Hybrid Improved PSO Algorithm for Soil Property Parameter Estimation

• Published in: Applied sciences Vol. 15; no. 8; p. 4451
• Main Authors: Li, Mude, Shi, Aiping, Shi, Yefan, Zhang, Tao, Qu, Cu, Ye, Lihua
• Format: Journal Article
• Language: English
• Published: Basel MDPI AG 01.04.2025
• Subjects: Algorithms; EDO algorithm; Efficiency; Foraging behavior; Localization; Mathematical models; Mathematical optimization; off-road vehicles; Optimization; Parameter estimation; parameter optimization; PSO algorithm; Shear stress; soil property estimation; terrain mechanics; Vehicles; Nigeria; China
• ISSN: 2076-3417; 2076-3417
• DOI: 10.3390/app15084451

This study proposes a hybrid PSO-EDO algorithm, integrating Particle Swarm Optimization (PSO) and the Exponential Distribution Optimizer (EDO) for efficient and accurate estimation of soil property parameters. The proposed algorithm combines the strengths of Standard PSO (SPSO) and the Exponential Distribution Optimizer (EDO).

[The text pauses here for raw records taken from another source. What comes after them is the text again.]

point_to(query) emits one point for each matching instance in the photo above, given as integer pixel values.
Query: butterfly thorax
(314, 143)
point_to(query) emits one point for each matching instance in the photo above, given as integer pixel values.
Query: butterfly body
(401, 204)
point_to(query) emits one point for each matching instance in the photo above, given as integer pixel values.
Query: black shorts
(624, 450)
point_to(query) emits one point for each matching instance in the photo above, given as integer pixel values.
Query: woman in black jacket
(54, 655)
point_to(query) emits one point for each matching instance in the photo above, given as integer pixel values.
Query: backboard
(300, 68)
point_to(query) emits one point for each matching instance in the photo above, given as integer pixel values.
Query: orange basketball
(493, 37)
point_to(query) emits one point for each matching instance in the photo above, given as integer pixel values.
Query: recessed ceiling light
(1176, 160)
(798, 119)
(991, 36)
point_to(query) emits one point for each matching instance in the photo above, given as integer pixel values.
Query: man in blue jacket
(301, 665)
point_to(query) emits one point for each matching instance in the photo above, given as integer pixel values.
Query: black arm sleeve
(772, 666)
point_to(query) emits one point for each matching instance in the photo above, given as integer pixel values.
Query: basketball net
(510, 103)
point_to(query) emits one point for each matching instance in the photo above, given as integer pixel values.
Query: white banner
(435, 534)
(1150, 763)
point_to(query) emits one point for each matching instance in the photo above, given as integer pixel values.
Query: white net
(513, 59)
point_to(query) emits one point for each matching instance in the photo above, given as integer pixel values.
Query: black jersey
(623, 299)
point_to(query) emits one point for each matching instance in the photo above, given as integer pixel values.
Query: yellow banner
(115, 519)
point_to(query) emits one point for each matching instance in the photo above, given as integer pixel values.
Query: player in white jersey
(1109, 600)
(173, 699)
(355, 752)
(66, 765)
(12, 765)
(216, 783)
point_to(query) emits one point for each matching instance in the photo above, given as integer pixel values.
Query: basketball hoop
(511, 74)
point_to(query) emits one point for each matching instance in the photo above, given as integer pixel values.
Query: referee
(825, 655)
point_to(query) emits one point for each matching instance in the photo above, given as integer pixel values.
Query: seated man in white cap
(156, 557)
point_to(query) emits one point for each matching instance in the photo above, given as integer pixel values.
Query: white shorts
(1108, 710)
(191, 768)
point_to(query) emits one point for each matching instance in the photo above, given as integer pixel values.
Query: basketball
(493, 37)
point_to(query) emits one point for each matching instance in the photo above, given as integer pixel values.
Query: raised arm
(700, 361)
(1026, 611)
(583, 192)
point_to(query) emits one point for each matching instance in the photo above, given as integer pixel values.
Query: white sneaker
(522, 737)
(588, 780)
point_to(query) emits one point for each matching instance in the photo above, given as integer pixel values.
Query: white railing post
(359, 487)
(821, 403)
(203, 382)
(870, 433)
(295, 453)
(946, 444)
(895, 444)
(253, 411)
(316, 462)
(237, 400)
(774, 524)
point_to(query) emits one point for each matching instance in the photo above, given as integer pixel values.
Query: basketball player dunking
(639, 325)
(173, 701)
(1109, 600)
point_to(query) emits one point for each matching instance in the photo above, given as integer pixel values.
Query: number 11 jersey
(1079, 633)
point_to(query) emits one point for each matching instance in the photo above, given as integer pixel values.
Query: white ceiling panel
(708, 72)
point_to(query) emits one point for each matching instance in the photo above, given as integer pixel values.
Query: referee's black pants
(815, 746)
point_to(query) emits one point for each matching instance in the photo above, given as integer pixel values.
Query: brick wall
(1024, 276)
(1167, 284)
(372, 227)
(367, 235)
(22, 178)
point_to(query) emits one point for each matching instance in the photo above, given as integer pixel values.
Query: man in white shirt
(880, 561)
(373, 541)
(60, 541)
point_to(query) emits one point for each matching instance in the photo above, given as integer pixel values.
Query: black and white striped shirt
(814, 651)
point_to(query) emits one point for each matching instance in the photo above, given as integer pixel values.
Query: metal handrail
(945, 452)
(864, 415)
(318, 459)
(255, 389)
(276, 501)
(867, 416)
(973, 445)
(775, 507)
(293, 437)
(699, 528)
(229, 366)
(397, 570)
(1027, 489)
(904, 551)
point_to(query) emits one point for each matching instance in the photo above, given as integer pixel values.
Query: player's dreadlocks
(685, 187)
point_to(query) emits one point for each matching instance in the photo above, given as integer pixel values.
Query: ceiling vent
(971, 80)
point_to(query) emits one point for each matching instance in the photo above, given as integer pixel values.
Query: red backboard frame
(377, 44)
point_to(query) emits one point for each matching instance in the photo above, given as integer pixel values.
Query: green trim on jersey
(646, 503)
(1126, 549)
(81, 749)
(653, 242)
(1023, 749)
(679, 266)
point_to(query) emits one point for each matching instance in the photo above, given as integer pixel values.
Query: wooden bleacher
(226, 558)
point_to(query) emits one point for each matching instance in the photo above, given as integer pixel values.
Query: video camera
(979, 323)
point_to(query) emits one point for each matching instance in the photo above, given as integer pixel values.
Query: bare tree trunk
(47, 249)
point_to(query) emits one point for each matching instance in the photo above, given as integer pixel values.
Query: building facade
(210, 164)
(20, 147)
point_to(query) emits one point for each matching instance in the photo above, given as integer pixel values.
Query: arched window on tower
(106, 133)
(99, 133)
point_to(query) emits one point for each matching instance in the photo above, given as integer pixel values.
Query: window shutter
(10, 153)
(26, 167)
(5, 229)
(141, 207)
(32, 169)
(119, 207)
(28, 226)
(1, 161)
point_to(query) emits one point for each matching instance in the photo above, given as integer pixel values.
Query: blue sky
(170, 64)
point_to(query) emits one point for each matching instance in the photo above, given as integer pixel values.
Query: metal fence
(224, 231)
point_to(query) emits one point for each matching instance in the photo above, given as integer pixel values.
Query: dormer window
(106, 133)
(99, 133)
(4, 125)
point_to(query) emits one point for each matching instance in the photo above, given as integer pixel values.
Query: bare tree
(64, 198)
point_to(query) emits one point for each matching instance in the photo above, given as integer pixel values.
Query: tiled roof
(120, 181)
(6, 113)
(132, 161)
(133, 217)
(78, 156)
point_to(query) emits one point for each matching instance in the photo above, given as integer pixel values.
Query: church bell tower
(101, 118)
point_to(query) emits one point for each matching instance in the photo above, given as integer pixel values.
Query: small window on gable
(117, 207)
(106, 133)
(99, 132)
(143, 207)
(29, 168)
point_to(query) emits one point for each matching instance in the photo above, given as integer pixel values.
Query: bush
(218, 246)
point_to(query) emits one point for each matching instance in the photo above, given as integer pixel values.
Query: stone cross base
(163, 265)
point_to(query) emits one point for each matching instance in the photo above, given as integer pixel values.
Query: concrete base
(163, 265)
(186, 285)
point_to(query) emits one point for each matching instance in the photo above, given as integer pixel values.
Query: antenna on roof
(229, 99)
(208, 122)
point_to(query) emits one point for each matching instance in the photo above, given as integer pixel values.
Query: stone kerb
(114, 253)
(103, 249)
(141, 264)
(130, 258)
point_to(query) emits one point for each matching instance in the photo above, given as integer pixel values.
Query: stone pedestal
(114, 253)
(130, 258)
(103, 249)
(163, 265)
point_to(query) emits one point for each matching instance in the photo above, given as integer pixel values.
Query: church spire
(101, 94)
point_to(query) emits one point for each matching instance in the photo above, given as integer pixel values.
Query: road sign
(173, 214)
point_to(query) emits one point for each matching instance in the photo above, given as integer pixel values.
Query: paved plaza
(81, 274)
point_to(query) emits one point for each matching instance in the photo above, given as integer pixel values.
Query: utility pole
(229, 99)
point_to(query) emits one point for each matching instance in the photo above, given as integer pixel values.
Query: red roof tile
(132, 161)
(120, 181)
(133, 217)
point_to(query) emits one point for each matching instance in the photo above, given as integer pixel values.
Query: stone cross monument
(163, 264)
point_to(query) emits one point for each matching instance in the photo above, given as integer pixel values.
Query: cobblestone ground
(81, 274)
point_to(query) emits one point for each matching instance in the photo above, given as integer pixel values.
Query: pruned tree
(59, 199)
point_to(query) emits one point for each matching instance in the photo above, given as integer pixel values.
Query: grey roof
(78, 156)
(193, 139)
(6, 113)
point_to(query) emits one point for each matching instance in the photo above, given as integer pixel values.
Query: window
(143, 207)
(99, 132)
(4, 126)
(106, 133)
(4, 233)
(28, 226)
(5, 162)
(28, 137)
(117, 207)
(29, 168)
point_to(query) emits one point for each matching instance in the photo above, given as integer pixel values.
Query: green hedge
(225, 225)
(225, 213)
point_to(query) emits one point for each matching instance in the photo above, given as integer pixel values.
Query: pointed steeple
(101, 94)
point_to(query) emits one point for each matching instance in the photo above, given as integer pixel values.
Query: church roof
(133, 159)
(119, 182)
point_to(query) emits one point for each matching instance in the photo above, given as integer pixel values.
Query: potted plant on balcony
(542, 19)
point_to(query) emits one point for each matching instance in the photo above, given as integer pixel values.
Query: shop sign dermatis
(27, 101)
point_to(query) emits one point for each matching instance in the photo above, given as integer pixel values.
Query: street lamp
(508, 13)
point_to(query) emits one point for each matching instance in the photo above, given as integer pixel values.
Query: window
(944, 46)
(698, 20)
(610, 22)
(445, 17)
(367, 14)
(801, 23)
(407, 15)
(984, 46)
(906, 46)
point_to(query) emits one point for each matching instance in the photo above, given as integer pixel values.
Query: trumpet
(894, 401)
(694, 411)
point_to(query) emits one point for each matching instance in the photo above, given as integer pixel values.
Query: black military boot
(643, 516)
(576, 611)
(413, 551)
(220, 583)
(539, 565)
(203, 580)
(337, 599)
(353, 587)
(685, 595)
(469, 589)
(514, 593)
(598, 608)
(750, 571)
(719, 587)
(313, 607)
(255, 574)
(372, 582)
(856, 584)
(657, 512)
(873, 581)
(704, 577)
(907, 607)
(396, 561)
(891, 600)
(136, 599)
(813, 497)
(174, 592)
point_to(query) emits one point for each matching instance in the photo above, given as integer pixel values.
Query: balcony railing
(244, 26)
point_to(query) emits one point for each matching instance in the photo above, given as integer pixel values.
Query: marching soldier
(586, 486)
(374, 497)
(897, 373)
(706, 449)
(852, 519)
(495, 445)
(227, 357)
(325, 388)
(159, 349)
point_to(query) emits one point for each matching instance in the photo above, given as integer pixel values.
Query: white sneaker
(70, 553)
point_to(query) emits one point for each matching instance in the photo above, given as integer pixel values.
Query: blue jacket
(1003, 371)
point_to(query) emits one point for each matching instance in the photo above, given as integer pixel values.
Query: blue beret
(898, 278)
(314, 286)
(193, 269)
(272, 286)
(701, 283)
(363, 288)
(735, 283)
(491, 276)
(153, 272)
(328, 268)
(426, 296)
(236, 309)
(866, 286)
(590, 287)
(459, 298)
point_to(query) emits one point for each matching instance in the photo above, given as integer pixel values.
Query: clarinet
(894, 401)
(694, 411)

Three key innovations are introduced: (1) SPM chaotic mapping enhances initial population diversity; (2) dynamic inertia weight balances global exploration and local exploitation; (3) the memoryless property of EDO improves escape capability from local optima. Benchmark tests demonstrate that PSO-EDO achieves near-theoretical optimal convergence errors (mean error ≤ 10−16 for unimodal functions such as F1 and F2) and reduces the computation time by 14.5% compared to EDO. For multimodal functions (e.g., F3), PSO-EDO significantly outperforms PSO-WOA (Particle Swarm Optimization-Whale Optimization Algorithm) with a 22.3% reduction in error. Simulation experiments further validate its engineering practicality: in soil parameter estimation, PSO-EDO completes 1000 iterations in just 1.95 s, with key parameters (e.g., sinkage coefficient n) controlled within a 7.32% error margin. This provides an efficient solution for real-time traversability assessment of autonomous vehicles on soft terrains.